Statistics in R Collection

Introduction

Logistic regression turns into fairly attention-grabbing once we take care of ordinal variables. Not like binary variables, now we now have ordinal predictor variable and response variable. We are able to have instances the place the predictor variable is ordinal and the response variable is binary and vice versa. An ordinal variable is that variable which has ordered knowledge. For instance, we are able to have training degree knowledge as “Excessive Faculty”, “Bachelors”, ”Masters” and “Doctorate”. The information signifies a number of ranges of potential categorical values in an ordered vogue. On this article, we’ll dive into easy logistic regression for ordinal variables.

We now have gone by way of easy and a number of logistic regression in earlier articles. Readers can take a look into these articles for higher understating of logistic regression.

Dataset

Right here, we’ll use Grownup Knowledge Set from UCI Machine Studying Repository. This dataset have greater than 30000 particular person’s demographic knowledge together with race, training, occupation, gender, working hour per week, earnings degree and so forth.

To carry out ordinal logistic regression research, we have to modify the given knowledge just a little. However to begin with, let’s pose a research query.

What’s the affect of training degree on the extent of earnings?

To reply this query, we’d like the label encoded knowledge for training in addition to for earnings degree. The given dataset has training degree ranging from first grade to all the best way to Doctorate. The earnings degree is binary and offers info if the person has earnings higher than $50000 or not. So, we now have ordinal predictor variable and binary response variable. Let’s execute the evaluation in R.

Hyperlink to excel file in github (grownup — v2 — for github.xlsx)

Implementation in R

We now have first accomplished the label encoding for training column.
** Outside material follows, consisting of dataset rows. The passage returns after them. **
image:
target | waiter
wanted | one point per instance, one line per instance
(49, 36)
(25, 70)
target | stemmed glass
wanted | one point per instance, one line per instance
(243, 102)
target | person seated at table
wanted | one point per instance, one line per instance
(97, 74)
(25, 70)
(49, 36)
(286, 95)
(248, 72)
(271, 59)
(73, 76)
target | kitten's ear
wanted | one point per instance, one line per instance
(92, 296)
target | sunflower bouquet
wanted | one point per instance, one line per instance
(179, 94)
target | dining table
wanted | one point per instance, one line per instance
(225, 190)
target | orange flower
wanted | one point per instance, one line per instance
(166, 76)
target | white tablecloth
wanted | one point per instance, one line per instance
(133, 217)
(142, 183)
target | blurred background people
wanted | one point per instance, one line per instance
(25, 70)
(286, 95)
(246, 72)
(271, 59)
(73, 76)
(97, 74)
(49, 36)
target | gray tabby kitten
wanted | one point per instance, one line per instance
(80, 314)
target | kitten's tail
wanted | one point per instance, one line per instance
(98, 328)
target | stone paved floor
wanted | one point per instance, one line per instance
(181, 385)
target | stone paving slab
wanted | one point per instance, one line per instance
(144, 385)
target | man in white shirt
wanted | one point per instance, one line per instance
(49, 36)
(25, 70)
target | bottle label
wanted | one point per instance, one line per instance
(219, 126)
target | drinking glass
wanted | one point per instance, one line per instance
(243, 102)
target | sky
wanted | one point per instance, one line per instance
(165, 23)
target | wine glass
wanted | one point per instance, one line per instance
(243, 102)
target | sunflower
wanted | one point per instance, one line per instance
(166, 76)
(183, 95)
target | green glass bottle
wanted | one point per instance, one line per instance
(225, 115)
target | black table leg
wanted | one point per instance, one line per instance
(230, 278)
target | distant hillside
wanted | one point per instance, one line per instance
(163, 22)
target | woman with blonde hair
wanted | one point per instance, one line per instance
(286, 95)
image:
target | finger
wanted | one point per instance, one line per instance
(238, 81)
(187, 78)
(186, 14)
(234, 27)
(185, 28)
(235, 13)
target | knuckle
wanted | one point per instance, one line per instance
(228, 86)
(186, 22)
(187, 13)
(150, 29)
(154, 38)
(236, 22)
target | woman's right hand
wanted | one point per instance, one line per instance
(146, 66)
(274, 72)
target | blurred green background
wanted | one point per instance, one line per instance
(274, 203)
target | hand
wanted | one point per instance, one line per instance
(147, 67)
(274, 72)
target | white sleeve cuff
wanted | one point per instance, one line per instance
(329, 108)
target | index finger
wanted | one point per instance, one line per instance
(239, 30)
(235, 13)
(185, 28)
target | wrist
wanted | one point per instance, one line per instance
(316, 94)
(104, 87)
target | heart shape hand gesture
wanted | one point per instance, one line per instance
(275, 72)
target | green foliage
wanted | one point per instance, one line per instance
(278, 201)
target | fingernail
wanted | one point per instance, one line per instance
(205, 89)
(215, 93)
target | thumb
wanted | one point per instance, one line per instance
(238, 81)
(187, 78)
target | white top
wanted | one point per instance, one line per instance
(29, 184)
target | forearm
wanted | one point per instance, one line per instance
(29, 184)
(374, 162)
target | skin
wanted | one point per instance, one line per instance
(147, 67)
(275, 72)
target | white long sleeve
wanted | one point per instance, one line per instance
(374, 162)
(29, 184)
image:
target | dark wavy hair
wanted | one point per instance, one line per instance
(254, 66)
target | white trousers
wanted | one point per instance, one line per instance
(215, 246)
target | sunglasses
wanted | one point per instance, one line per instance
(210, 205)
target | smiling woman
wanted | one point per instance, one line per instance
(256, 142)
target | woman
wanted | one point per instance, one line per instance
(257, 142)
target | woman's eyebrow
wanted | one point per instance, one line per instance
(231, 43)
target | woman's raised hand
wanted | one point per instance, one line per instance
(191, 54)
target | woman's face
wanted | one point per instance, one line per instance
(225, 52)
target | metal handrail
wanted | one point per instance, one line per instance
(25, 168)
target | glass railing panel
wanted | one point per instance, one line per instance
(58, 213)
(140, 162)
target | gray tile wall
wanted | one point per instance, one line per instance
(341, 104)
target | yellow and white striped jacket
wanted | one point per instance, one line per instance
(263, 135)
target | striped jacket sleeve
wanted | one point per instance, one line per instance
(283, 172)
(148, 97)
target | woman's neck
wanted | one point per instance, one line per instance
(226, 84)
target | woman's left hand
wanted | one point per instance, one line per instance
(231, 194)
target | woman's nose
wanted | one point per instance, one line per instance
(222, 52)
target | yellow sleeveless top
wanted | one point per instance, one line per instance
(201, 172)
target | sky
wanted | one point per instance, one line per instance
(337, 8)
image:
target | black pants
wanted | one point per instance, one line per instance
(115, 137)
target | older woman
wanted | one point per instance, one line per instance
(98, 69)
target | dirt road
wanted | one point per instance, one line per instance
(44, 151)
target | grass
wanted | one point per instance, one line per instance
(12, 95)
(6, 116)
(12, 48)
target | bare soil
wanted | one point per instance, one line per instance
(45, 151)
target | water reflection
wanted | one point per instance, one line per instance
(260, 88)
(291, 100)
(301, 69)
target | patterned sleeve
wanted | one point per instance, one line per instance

Since that is an ordinal knowledge, we have to set correct order and set numerical values. The order and the set values are proven under. We’ll use the Education_code column and by using it, we’ll attempt to reply the query in hand. We’ll see if there may be any affect of this training degree on the earnings.

Our earnings knowledge is binary. Which suggests we now have solely two ranges: earnings > $50000 and earnings ≤ $50000. We now have additionally encoded the respective knowledge as 1 (earnings > $50000) and 0 (earnings ≤ $50000).

In R, we’ll first learn the modified knowledge and cross the required columns into the clm() perform.